Your doctor will also put you on some kind of plan to rebuild your intestines/fix your leaky gut, as it's called. This could include a medication to fix the yeast overgrowth in your body (if they suspect this) and taking something specific to intestine health such as Intestamine or G.I. Benefits.

Finally, Try One New Food a Week and Watch VERY CLOSELY for Symptoms.

This is going to be critical to understanding what you can and cannot eat going forward. Pay incredibly close attention to your body. Suddenly feel tired? Feel unhappy for no reason? Those are signs that you need to cross that food item off your list for good. If you have no reaction - nada - you can go ahead and eat that food again like normal - woo hoo!

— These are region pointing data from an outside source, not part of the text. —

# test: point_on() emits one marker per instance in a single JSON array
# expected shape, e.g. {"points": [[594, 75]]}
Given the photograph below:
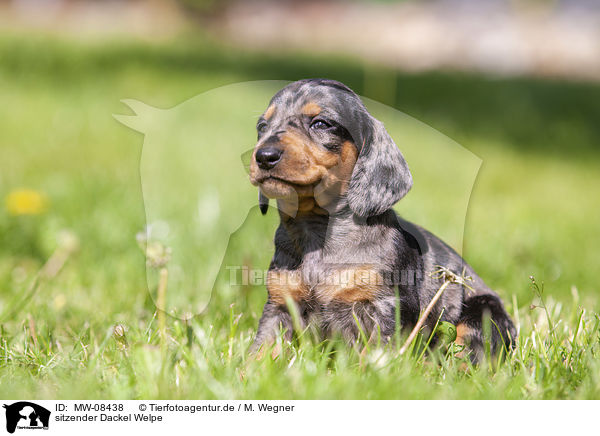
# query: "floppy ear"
{"points": [[381, 176]]}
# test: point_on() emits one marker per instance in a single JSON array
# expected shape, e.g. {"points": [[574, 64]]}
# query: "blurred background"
{"points": [[516, 82]]}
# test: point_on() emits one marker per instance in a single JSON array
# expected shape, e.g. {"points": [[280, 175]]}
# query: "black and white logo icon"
{"points": [[26, 415]]}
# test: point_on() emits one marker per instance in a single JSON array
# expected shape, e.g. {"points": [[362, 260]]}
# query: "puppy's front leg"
{"points": [[275, 318]]}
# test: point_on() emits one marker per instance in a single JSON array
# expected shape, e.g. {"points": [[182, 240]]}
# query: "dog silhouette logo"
{"points": [[26, 415]]}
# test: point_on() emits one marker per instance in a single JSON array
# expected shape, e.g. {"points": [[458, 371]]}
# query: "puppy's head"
{"points": [[317, 144]]}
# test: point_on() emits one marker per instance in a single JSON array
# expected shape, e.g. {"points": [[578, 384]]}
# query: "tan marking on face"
{"points": [[269, 112], [283, 284], [308, 171], [350, 285], [335, 182], [311, 109]]}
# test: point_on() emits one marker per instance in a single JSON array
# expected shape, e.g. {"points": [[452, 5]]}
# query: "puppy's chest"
{"points": [[324, 282]]}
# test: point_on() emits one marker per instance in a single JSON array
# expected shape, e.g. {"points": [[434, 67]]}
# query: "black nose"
{"points": [[267, 157]]}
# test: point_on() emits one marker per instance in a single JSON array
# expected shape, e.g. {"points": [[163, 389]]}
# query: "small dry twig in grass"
{"points": [[449, 277]]}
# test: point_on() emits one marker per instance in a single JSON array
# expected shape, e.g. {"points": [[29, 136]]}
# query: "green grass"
{"points": [[533, 211]]}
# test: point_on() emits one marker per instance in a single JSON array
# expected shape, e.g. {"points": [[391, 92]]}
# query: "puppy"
{"points": [[342, 255]]}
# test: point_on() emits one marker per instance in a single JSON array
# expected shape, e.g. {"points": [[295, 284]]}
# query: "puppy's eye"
{"points": [[320, 125], [261, 128]]}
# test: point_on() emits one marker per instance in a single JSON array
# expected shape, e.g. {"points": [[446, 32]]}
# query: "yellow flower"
{"points": [[26, 202]]}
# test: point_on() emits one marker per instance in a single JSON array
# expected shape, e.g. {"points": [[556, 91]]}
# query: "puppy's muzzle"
{"points": [[267, 157]]}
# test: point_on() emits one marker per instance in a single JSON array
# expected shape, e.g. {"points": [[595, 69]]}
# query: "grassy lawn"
{"points": [[533, 211]]}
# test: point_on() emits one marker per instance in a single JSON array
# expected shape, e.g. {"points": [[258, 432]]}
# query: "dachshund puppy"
{"points": [[342, 255]]}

You'll be okay. You're not alone. There's something like 90 million people with food allergies. We have options, thankfully. We'll all be fine as long as the zombie apocalypse (or any other apocalypse) doesn't happen.

If you're a parent and you need a fun, helpful, hilarious support group, check out this site. A laugh a day keeps the food allergy away. Or something like that... Food Allergy Fun

On a similar but different subject, I want to share this article I came across on how new studies show that depression is actually an allergic reaction to inflammation in the body. Whoa, what?! Did you catch that? This means, more than ever, it is critical to understand your body and the foods you're putting in it. If you suffer from depression, you may want to get an extensive food allergy panel done and then work on the three steps above.